Geral 17/06/2009 - 17:24:40
CGJ avalia situação de crianças e adolescentes em abrigos


Desembargador José Carlos Malta, juiz Paulo Zacarias e secretário da Cejai, Hamilton Ramos Desembargador José Carlos Malta, juiz Paulo Zacarias e secretário da Cejai, Hamilton Ramos

     A Corregedoria Geral da Justiça (CGJ) promoveu, na manhã desta quarta (17), no Tribunal de Justiça de Alagoas (TJ/AL), reunião com representantes de 27 abrigos da Capital e do interior com objetivo de integrá-los ao Judiciário e agilizar os processos de adoção em todo o Estado.

     Levantamento da Comissão Judiciária de Adoção Internacional (Cejai), vinculada à CGJ, indica que são 747 as crianças e adolescentes amparadas pelos abrigos na capital e no interior.
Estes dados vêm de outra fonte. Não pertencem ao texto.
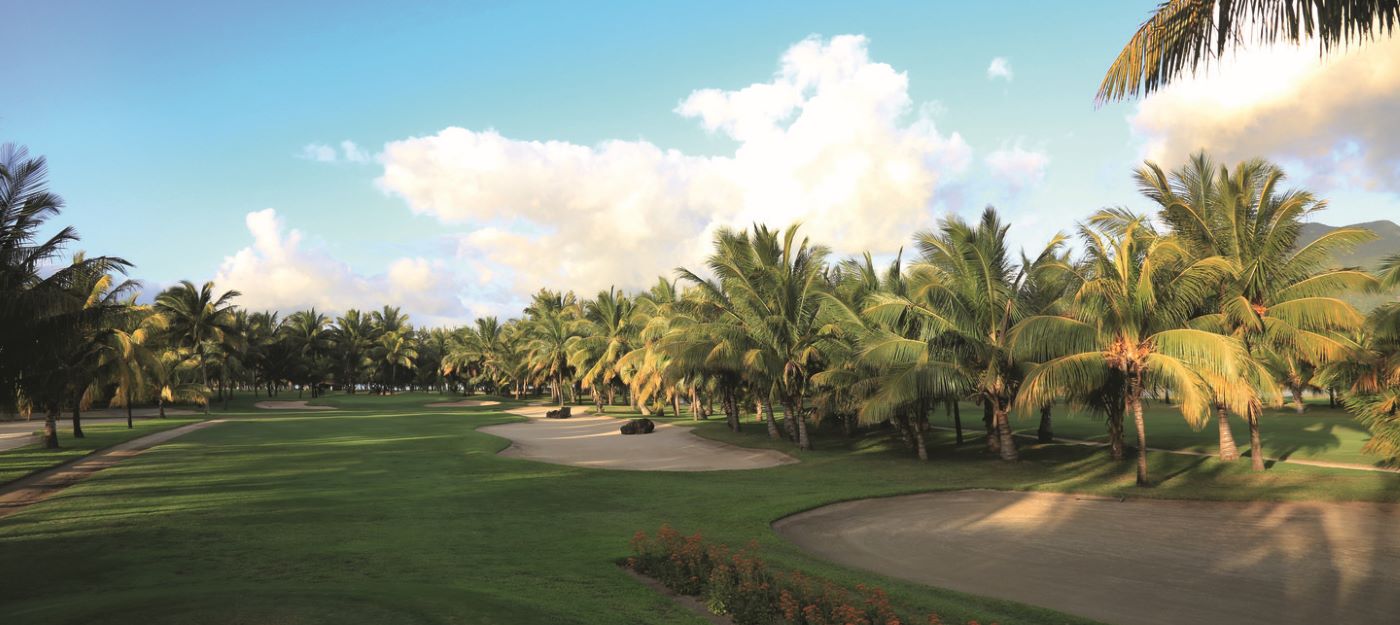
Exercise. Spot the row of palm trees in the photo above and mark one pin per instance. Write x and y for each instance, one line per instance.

Mesmo assim, apenas 20 estão aptas ao processo de adoção, de acordo com o Cadastro Nacional de Adoção, instituído em 2008 pelo Conselho Nacional de Justiça (CNJ).

     “Isso ocorre porque não temos informação precisa sobre quantas das 747 crianças e adolescentes estão aptas ao processo de adoção nacional ou internacional nos abrigos alagoanos”, explica Hamilton Ramos, secretário da Cejai.

     Interação com o Judiciário

     A reunião desta manhã, convocada pelo corregedor-geral da Justiça, desembargador José Carlos Malta Marques, teve ainda por finalidade colher informações dos responsáveis pelos abrigos sobre a interação das instituições com juízes nas comarcas em que estão inseridos.

     “Precisamos encontrar com rapidez novas famílias para estas crianças, seja aqui no Brasil ou no exterior. Estamos preocupados com a grandeza do problema e empenhados em solucioná-lo o quanto antes”, observou o desembargador.

     Para o presidente da Cejai, juiz Paulo Zacarias da Silva, é função legal do magistrado em cada comarca acompanhar a realidade de cada abrigo e agilizar o julgamento de processos referentes às crianças e adolescentes disponíveis para adoção nacional ou internacional.

     “Futuro promissor”

     “Não podemos admitir que uma criança fique tanto tempo à espera de uma nova família para que tenha um futuro promissor. Precisamos incluí-las no cadastro alagoano e nacional. Se uma nova família não estiver aqui, nós buscaremos uma alternativa no exterior”, alerta Paulo Zacarias.

     Os representantes dos 27 abrigos presentes à reunião foram orientados a enviar à Corregedoria Geral da Justiça, através de ofício, detalhado levantamento da situação de cada uma das crianças e adolescentes disponíveis para adoção na Capital e no interior.

     Diante das informações será possível a inclusão das mesmas no Cadastro Nacional de Adoção. “Com as informações, teremos como cobrar dos juízes nas comarcas agilidade no julgamento de processos de adoção”, orienta Hamilton Carneiro, da Comissão de Adoção.